Phillips described pursuing a doctorate in English literature, but knowing he would “write poems my entire life.” He mentioned predecessors in the genre having “day jobs,” like Wallace Stevens’ famous career in insurance. “Whatever I was going to do, there would be poetry with it,” he said. “I had things to say, and poetry was always the way I made sense of the world.”
He’s written about those early days. In “Boys,” he writes: “We’d cut school like knives through butter, the three/Of us—Peter, Stephen and I—to play/Just about all the music we knew.”
Of youth, he said: “We all are introduced to the world through song and rhyme, and something happens when we get older and start to be socialized. We get socialized into a prosaic world. The faucet gets turned off, and you have to turn it back on.”
“Your generation is more equipped than any generation to make art. Turn it off, and it’s a choice, unplug. Technology has always been around, and you have a choice … Do not let it take away the beautiful imaginative part of art. So many people are using technology to make art.”
Phillips ultimately returned to the pragmatic idea of creating “situations of poetry” (the word “prompt” is trite, he said), as well as using existing influences as a place from which to riff or evolve.
He said, “You may not be feeling inspiration, but you have to keep playing your scales. You don’t feel the muse. Well, pick up a poem by a Hungarian poet, put it through Google translate; it will give you a terrible translation, so work on it, and make it viable in English.
He said, “It’s like jazz. … You’ll say, ‘Oh, here are things I recognize, and here are things I don’t recognize.’ And they layer over one another, and you look at the big mess, the whole harmonium of it, and then you look at it and decide what to dip in amber and make permanent.”
“Poetry is an object that can be stretched, and it’s like dance. And the stage is a page. It’s theme and variation.”
Key West could be described as “theme and variation,” on the larger fabrics of Florida and the Caribbean as well. Last year, Phillips was part of the “Writers of the Caribbean” seminar and acknowledges “wisps” of similarities here to Caribbean islands.

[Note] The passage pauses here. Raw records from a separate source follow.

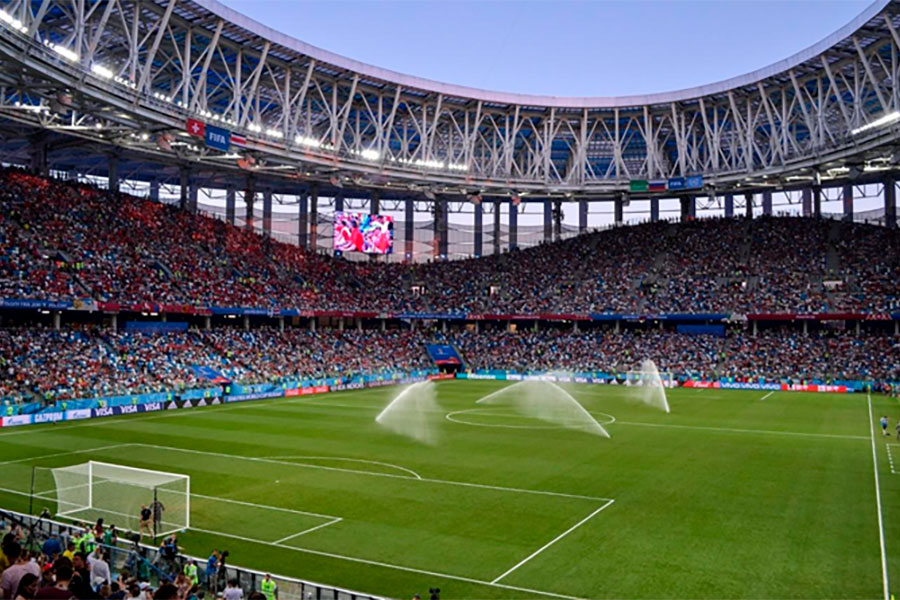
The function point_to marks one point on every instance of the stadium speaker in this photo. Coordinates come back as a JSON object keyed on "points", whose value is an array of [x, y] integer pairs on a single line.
{"points": [[246, 162], [62, 103], [164, 141]]}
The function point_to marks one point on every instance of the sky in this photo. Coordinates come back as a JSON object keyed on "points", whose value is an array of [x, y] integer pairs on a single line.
{"points": [[560, 47]]}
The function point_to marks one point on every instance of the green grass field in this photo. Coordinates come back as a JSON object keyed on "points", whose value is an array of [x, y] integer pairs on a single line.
{"points": [[730, 495]]}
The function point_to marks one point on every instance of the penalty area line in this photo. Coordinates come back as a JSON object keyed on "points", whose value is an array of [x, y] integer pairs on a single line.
{"points": [[310, 530], [385, 565], [553, 541], [884, 574]]}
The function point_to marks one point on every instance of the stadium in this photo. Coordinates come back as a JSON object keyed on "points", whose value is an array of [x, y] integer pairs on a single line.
{"points": [[277, 323]]}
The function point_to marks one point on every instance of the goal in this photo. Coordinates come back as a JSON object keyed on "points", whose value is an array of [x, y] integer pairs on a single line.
{"points": [[648, 378], [116, 493]]}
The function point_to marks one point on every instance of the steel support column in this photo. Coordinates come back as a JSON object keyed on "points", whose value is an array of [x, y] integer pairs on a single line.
{"points": [[806, 202], [496, 227], [767, 203], [688, 208], [267, 212], [548, 220], [848, 202], [112, 172], [184, 183], [303, 219], [314, 218], [478, 226], [557, 220], [193, 192], [249, 201], [38, 156], [229, 204], [513, 225], [409, 229], [440, 228], [890, 203]]}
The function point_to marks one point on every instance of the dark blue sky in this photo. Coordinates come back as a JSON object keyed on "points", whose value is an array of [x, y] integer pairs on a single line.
{"points": [[572, 48]]}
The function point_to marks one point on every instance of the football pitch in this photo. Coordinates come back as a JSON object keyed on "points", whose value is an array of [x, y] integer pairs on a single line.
{"points": [[740, 494]]}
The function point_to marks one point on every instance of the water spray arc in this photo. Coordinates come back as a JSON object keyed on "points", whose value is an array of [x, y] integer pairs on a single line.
{"points": [[546, 401]]}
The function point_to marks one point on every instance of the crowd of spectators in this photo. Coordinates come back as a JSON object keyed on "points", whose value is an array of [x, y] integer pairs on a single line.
{"points": [[91, 562], [60, 240], [87, 362], [773, 355], [49, 366]]}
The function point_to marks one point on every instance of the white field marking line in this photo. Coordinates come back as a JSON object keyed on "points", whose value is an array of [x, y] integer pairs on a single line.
{"points": [[449, 416], [374, 474], [277, 508], [553, 541], [388, 565], [756, 431], [98, 449], [884, 575], [359, 460], [310, 530], [890, 458]]}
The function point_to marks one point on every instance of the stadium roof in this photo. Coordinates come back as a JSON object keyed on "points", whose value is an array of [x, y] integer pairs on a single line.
{"points": [[840, 39]]}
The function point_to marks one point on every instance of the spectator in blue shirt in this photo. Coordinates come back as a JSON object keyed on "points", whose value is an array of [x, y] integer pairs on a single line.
{"points": [[52, 548]]}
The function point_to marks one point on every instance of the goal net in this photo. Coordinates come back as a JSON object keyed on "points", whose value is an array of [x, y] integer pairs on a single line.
{"points": [[116, 493], [650, 378]]}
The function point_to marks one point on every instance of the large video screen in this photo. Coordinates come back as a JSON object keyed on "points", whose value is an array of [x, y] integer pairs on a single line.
{"points": [[370, 234]]}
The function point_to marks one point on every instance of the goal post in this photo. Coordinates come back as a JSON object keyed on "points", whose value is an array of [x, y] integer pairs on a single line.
{"points": [[117, 493]]}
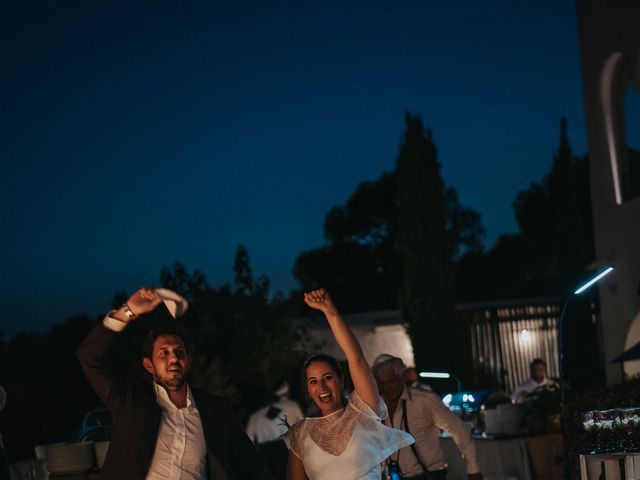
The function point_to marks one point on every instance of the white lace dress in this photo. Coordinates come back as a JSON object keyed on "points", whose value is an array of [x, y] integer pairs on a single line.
{"points": [[349, 444]]}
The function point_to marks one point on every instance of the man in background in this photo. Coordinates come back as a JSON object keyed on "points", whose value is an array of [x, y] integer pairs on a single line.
{"points": [[423, 415], [538, 379]]}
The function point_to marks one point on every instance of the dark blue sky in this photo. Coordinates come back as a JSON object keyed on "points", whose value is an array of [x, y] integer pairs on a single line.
{"points": [[137, 135]]}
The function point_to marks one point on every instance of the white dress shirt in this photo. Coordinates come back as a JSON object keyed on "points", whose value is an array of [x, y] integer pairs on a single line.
{"points": [[522, 391], [180, 449], [427, 415]]}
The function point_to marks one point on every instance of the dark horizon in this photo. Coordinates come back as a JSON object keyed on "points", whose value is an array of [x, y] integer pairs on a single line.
{"points": [[141, 136]]}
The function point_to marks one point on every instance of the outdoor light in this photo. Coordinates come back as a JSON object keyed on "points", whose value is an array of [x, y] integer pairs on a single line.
{"points": [[525, 336], [595, 279], [585, 286], [442, 375], [435, 375]]}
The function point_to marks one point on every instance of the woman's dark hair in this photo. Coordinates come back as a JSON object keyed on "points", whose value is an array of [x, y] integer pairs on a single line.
{"points": [[328, 359], [172, 328]]}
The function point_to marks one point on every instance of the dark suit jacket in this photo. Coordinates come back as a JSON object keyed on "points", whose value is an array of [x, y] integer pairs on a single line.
{"points": [[137, 416]]}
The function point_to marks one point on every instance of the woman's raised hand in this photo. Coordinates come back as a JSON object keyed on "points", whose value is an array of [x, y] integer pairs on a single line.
{"points": [[143, 301], [320, 300]]}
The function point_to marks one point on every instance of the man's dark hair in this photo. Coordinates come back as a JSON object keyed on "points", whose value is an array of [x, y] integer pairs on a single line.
{"points": [[172, 328]]}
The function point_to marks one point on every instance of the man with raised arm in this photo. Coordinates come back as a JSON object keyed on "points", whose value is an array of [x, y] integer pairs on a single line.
{"points": [[163, 428]]}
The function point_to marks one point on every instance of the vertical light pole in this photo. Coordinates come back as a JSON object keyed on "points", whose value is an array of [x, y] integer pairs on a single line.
{"points": [[581, 289]]}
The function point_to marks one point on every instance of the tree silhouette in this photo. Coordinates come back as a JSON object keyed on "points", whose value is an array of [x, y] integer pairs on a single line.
{"points": [[426, 248]]}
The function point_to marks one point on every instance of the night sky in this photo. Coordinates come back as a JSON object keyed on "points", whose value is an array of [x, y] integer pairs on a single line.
{"points": [[137, 134]]}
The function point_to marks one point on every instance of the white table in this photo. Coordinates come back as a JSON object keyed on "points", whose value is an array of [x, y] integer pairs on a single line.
{"points": [[499, 459]]}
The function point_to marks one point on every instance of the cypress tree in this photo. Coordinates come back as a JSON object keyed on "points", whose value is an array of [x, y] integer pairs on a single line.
{"points": [[426, 248]]}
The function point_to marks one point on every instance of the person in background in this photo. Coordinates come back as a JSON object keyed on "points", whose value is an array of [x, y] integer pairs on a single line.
{"points": [[423, 415], [267, 425], [348, 441], [413, 380], [538, 379]]}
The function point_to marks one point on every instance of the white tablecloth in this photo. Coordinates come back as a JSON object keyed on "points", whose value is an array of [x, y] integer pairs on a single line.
{"points": [[505, 459]]}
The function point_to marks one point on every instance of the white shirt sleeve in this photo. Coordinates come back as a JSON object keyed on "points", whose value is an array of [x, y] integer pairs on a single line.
{"points": [[113, 323]]}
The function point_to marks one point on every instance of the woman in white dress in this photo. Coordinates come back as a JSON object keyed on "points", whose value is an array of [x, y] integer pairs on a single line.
{"points": [[348, 441]]}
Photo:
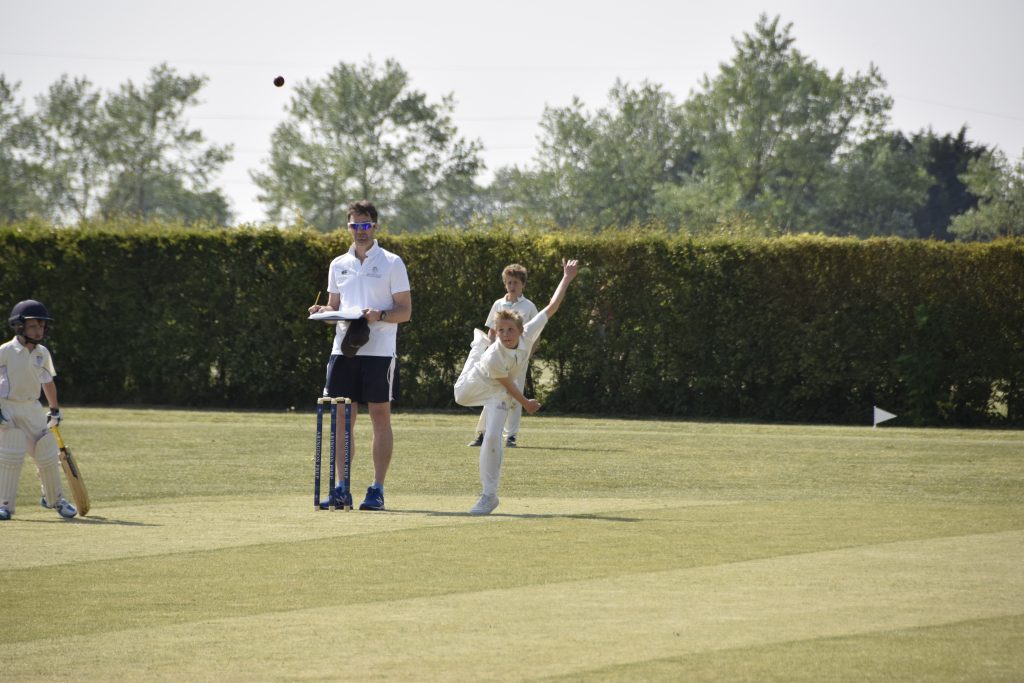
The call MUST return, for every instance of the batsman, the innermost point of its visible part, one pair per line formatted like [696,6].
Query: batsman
[26,368]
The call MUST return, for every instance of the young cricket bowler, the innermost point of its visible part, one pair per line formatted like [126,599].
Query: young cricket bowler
[487,379]
[26,368]
[514,280]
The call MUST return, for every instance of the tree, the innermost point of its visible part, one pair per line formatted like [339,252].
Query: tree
[947,160]
[876,189]
[158,167]
[604,168]
[364,133]
[18,174]
[1000,207]
[73,130]
[772,124]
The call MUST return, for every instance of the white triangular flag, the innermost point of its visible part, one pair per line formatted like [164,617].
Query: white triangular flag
[882,416]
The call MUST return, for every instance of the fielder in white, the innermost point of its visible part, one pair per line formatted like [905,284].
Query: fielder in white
[514,280]
[488,377]
[26,368]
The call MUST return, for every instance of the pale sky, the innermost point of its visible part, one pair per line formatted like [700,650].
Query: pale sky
[947,63]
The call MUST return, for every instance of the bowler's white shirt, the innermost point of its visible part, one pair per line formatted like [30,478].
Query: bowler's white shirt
[371,284]
[498,361]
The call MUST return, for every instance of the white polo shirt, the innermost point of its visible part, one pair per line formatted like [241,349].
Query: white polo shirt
[371,284]
[23,372]
[522,305]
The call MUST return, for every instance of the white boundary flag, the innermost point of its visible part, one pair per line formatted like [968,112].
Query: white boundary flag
[881,416]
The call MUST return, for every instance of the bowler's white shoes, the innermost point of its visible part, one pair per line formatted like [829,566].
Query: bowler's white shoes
[485,505]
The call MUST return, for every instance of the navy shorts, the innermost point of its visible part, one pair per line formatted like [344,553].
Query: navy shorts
[365,379]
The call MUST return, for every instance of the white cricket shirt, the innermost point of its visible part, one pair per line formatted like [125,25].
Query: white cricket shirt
[23,372]
[371,284]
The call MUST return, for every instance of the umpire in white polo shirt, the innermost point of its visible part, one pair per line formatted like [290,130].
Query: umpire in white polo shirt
[363,368]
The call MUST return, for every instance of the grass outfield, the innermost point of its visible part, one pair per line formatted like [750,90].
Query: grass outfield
[622,551]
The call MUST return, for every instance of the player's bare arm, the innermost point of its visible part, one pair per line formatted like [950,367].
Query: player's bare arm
[569,270]
[400,312]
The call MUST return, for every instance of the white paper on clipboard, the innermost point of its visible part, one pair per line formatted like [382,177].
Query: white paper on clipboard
[337,315]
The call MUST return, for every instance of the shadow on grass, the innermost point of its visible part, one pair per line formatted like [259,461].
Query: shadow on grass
[91,519]
[565,447]
[524,515]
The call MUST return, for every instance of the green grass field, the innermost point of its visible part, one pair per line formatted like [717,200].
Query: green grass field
[622,551]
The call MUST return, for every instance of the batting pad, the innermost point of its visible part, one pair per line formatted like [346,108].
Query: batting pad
[11,458]
[48,464]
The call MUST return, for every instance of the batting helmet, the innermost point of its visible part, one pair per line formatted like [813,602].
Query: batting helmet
[30,309]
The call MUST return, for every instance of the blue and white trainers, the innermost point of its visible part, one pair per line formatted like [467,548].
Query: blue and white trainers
[374,500]
[64,508]
[485,505]
[342,499]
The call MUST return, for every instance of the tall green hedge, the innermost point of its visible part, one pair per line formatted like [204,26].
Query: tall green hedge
[797,329]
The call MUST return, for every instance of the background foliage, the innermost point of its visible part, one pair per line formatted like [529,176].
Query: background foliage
[800,328]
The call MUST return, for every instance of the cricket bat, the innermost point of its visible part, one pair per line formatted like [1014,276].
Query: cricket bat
[75,480]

Phillips said: “What I like about Key West is that it’s close — literally and rhetorically. You can find a slice of life that has the (Caribbean) aroma here.” He speaks of the diversity of this part of the world, of Kincaid’s “small place” in Antigua, of Walcott’s exile from Trinidad. Of Key West, he said: “It’s the closest Stevens and Frost ever got.”
“I love Key West,” he said. “It’s a beautiful, kaleidoscopic place, and it doesn’t necessarily remind me of any place else, except for those wisps and whispers of the Caribbean. … It’s useful to think of Key West as a sort of slant rhyme.”